Le tribunal régional de Munich a condamné OpenAI pour violation de droits d’auteur, estimant que ChatGPT avait intégré des paroles de chanson protégées dans son apprentissage sans autorisation. Cette décision, rendue le 11 novembre 2025, marque une première mondiale dans le domaine du droit d’auteur appliqué à l’intelligence artificielle. L’affaire, initiée par la GEMA, société allemande de gestion collective représentant plus de 100 000 membres, dévoile une nouvelle fois les tensions croissantes entre les auteurs et les technologies d’IA génératives.
GEMA vs OpenAI : le droit d’auteur des paroles de chansons en question
Le différend opposant la GEMA à OpenAI portait sur l’usage non autorisé de paroles de chanson allemandes mondialement connues, parmi lesquelles Männer de Herbert Grönemeyer et Atemlos durch die Nacht de Helene Fischer, selon The Guardian. En examinant les requêtes, le tribunal de Munich a conclu que le modèle d’intelligence artificielle de la société américaine avait « reproduit » des œuvres protégées au sens du droit d’auteur, un acte illicite selon la législation allemande.
Le jugement précise que la responsabilité ne repose pas sur les utilisateurs mais sur l’opérateur du modèle. « Les défendeurs, et non les utilisateurs, sont responsables de cela… Le contenu des réponses est directement influencé par les modèles linguistiques », indique la décision citée par Euronews. Cette interprétation ferme de la loi exclut l’exception de text and data mining invoquée par OpenAI, l’une des premières fois qu’une juridiction européenne applique cette rigueur à un système d’IA.

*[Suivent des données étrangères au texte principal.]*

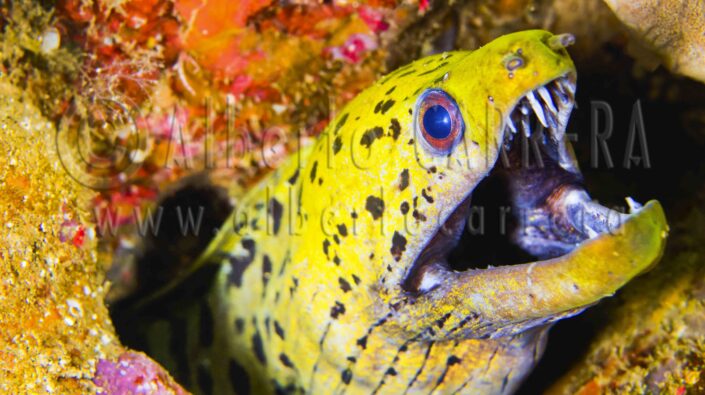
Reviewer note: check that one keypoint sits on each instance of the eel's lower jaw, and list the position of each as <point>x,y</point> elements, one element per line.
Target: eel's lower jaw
<point>574,240</point>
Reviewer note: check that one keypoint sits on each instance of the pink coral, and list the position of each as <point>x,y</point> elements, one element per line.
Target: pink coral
<point>134,373</point>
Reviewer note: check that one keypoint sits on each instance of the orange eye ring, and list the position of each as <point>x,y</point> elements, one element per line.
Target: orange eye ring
<point>438,121</point>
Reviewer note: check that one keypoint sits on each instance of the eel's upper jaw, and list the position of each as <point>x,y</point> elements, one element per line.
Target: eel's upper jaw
<point>583,251</point>
<point>543,112</point>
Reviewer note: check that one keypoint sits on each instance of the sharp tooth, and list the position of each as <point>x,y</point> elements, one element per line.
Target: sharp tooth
<point>526,125</point>
<point>568,86</point>
<point>634,206</point>
<point>543,92</point>
<point>511,125</point>
<point>552,120</point>
<point>524,109</point>
<point>560,91</point>
<point>538,109</point>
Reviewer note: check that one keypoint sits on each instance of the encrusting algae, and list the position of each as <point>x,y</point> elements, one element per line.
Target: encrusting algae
<point>55,333</point>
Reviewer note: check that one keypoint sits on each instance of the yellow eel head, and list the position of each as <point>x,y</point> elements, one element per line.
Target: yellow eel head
<point>410,151</point>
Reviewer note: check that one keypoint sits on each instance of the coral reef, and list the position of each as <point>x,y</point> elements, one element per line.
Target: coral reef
<point>671,29</point>
<point>162,89</point>
<point>655,340</point>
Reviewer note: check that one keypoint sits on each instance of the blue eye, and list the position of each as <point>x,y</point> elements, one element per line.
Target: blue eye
<point>438,121</point>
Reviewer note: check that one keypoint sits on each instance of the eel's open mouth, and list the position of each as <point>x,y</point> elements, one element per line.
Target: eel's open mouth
<point>531,206</point>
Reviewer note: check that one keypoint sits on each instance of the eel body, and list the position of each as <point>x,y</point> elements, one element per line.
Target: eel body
<point>334,274</point>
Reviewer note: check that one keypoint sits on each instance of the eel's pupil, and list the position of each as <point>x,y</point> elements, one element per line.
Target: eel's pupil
<point>437,122</point>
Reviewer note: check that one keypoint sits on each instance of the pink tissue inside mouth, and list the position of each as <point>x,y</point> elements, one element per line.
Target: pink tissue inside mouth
<point>134,373</point>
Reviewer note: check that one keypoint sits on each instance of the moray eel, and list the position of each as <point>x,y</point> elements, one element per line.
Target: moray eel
<point>332,275</point>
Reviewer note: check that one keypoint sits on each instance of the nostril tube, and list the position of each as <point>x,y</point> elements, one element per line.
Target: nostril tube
<point>561,41</point>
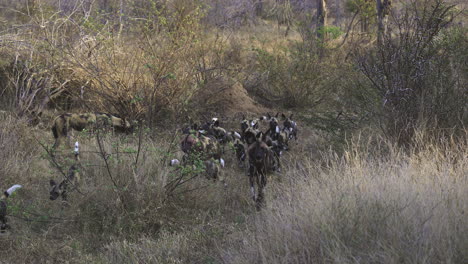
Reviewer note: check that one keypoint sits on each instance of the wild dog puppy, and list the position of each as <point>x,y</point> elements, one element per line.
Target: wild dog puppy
<point>249,126</point>
<point>291,126</point>
<point>65,122</point>
<point>240,151</point>
<point>261,161</point>
<point>213,170</point>
<point>3,206</point>
<point>213,129</point>
<point>73,178</point>
<point>196,142</point>
<point>273,129</point>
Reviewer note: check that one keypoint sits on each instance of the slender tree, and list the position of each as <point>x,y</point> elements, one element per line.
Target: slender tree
<point>321,18</point>
<point>383,8</point>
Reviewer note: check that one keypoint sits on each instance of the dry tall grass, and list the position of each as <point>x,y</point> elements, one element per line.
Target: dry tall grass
<point>364,208</point>
<point>374,204</point>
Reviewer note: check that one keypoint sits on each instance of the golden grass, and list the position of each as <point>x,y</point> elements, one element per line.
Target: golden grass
<point>374,204</point>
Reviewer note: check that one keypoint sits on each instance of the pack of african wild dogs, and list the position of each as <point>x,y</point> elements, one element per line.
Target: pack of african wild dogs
<point>259,150</point>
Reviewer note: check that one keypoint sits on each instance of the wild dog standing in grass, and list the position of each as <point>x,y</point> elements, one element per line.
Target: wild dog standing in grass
<point>261,161</point>
<point>291,126</point>
<point>72,178</point>
<point>204,148</point>
<point>66,122</point>
<point>213,128</point>
<point>249,126</point>
<point>240,151</point>
<point>3,206</point>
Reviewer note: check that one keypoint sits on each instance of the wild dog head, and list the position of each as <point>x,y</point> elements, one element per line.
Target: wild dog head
<point>72,178</point>
<point>3,206</point>
<point>290,125</point>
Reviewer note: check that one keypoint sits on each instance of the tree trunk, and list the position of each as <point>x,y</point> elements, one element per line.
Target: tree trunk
<point>383,8</point>
<point>258,7</point>
<point>321,18</point>
<point>339,14</point>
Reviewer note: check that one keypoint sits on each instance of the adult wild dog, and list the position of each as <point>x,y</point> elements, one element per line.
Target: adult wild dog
<point>3,206</point>
<point>291,126</point>
<point>66,122</point>
<point>72,178</point>
<point>262,160</point>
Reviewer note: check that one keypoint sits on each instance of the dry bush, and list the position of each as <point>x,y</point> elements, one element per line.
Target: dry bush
<point>365,207</point>
<point>416,71</point>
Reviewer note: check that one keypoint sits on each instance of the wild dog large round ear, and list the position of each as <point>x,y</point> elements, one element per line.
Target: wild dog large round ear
<point>259,135</point>
<point>13,188</point>
<point>174,162</point>
<point>237,135</point>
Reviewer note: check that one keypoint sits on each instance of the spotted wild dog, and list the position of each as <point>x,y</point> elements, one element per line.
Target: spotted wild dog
<point>240,151</point>
<point>291,126</point>
<point>261,161</point>
<point>213,129</point>
<point>64,123</point>
<point>251,126</point>
<point>72,178</point>
<point>3,206</point>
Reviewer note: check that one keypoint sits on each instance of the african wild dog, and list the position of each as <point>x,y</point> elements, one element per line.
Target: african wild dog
<point>291,126</point>
<point>240,151</point>
<point>3,206</point>
<point>261,161</point>
<point>72,178</point>
<point>64,123</point>
<point>195,142</point>
<point>213,129</point>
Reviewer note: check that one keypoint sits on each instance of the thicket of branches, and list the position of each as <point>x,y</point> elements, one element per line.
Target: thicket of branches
<point>146,60</point>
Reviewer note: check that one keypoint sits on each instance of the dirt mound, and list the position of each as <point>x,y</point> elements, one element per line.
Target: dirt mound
<point>228,97</point>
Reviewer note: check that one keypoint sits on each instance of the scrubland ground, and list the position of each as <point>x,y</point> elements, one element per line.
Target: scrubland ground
<point>378,174</point>
<point>376,203</point>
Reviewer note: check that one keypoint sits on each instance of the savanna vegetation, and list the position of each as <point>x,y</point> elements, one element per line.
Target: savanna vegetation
<point>378,89</point>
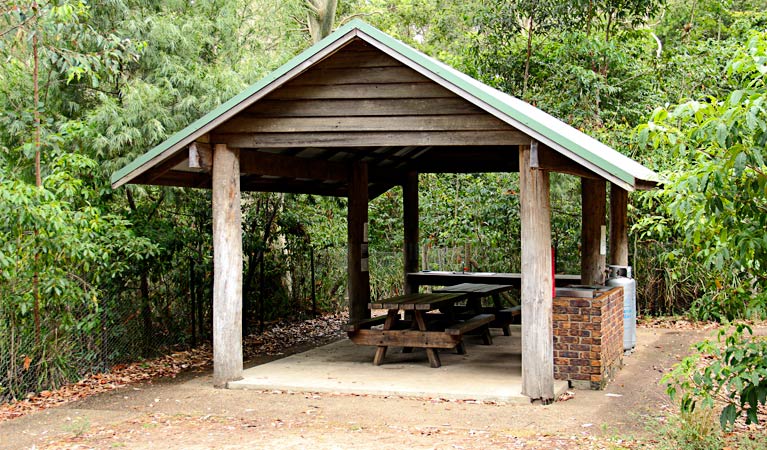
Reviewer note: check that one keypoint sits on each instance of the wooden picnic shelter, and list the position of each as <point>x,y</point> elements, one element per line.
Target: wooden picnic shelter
<point>360,113</point>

Une victoire juridique pour la GEMA et un avertissement mondial à OpenAI
Pour la GEMA, la décision marque un tournant stratégique. « Aujourd’hui, nous avons établi un précédent qui protège les droits des auteurs : même les opérateurs d’outils d’IA comme ChatGPT doivent respecter le droit d’auteur », a déclaré Kai Welp, directeur juridique de la GEMA, cité par The Guardian. Ce jugement confirme la légitimité de l’approche défendue depuis 2024 par l’organisation, qui avait déjà lancé un modèle de licence pour encadrer l’usage des œuvres dans les systèmes d’intelligence artificielle.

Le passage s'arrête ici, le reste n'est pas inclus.